Далее потянулись воспоминания цесаревны. Она припоминала свою привольную, беззаботную жизнь в Покровской слободе. Песни и веселье не прерывались. Цесаревна сама была тогда прекрасной, голосистой певицей; запевалой у неё была известная в то время по слободе певица Марфа Чегаиха. За песни цесаревна угощала певиц разными лакомствами и сластями.

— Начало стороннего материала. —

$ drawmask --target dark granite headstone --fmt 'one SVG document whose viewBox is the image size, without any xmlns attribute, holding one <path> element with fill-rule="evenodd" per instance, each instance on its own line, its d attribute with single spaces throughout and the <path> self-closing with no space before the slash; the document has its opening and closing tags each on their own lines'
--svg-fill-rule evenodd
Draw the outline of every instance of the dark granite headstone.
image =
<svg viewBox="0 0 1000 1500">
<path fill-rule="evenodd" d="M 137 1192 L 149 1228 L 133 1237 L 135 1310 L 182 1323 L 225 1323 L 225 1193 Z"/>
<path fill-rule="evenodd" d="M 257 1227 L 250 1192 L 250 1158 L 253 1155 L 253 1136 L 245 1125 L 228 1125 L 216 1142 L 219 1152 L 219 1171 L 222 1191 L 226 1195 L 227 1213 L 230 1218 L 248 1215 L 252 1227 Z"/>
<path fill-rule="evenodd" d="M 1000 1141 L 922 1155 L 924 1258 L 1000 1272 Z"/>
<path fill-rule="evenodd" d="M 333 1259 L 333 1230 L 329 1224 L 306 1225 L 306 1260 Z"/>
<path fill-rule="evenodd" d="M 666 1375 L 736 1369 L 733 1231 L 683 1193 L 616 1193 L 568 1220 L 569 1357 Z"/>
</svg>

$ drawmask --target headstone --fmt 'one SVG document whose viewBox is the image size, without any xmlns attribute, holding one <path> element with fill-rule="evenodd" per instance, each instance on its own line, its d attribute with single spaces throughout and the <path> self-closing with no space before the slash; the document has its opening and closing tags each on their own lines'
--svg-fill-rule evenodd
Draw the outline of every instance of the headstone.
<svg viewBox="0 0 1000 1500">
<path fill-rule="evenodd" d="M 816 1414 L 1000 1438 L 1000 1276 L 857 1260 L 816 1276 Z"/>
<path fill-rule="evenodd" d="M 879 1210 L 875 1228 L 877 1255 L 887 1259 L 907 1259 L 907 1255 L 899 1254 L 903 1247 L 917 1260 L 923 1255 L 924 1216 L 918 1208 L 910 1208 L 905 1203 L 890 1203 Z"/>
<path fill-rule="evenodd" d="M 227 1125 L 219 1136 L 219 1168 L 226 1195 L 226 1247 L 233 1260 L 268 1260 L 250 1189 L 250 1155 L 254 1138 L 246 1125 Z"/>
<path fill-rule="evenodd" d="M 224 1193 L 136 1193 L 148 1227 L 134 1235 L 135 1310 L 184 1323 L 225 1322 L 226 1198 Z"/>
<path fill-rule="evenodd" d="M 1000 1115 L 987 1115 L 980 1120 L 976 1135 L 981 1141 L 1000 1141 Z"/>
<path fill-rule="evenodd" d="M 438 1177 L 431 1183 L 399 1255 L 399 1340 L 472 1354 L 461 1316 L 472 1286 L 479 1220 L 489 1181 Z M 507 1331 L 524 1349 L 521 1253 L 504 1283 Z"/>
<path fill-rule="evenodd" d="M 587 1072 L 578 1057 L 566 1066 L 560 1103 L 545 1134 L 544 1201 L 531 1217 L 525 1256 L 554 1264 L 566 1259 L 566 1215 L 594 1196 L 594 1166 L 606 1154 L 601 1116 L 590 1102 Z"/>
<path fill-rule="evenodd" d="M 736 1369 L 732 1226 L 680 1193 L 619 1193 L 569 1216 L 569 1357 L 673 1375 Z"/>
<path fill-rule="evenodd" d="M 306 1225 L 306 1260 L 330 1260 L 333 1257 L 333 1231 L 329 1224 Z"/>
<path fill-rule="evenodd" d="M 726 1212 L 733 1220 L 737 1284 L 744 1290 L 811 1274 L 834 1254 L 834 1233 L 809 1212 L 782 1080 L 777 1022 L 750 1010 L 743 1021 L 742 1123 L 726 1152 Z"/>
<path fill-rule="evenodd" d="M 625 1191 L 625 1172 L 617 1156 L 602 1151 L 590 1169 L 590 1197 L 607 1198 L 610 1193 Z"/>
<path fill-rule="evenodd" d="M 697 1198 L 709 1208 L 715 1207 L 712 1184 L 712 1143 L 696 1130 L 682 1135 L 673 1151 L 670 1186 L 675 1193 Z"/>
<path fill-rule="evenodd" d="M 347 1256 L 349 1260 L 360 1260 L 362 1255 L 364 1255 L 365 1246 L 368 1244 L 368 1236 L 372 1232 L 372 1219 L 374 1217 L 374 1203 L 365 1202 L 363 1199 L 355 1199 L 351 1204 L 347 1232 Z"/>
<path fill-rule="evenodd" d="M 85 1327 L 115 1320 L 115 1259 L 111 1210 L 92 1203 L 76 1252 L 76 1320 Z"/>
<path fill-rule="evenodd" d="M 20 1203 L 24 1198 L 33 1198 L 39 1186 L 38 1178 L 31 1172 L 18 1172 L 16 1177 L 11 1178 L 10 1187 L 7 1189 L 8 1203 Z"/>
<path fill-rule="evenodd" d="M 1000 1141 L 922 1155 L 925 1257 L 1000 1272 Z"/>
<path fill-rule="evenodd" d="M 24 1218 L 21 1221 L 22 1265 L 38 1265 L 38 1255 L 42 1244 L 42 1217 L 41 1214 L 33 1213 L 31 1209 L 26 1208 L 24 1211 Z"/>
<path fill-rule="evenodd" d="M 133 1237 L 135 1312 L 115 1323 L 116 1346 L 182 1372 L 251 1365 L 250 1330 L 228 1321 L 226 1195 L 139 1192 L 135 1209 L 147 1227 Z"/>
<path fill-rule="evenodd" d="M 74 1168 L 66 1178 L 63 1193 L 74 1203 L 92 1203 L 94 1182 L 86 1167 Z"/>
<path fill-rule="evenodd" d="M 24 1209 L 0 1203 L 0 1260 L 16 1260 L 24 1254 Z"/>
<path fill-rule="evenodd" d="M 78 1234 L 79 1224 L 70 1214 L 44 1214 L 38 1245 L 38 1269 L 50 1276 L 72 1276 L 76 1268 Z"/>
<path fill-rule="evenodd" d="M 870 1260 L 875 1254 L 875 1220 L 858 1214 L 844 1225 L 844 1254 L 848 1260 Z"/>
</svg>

Цесаревна иногда с девушками на посидках, когда они работали, тоже занималась рукодельями, пряла шёлк, ткала холст; зимою же на святках собирались к ней ряженые слободские парни и девки, и тут разливался добродушный разгул: начинались пляски, присядки, веселье и удалые песни, гаданья с подблюдным припевом.
На Масленице у своего дворца, против церкви Рождества, цесаревна собирала слободских девушек и парней кататься на салазках, связанных ремнями, с горы, названной по дворцу царевнину – Царевною, и сама каталась с ними, а то так мчалась на лихой тройке по улицам Москвы.
Любимою потехою цесаревны была охота. Ей она посвящала всё своё время в слободе, будучи в душе страстной охотницей до псовой охоты за зайцами. Она выезжала верхом в мужском платье и на соколиную охоту. В слободе был охотный двор на окраине. Здесь тешилась царевна напуском соколов в вышитых золотом, серебром и шелками бархатных клобучках, с бубенчиками на шейках, мигом слетавших с кляпышей, прикреплённых к пальцам ловчих, подсокольничих и кречетников, живших на том охотном дворе, где содержались и приноровленные соколы, нарядные сибирские кречеты и учёные ястребы.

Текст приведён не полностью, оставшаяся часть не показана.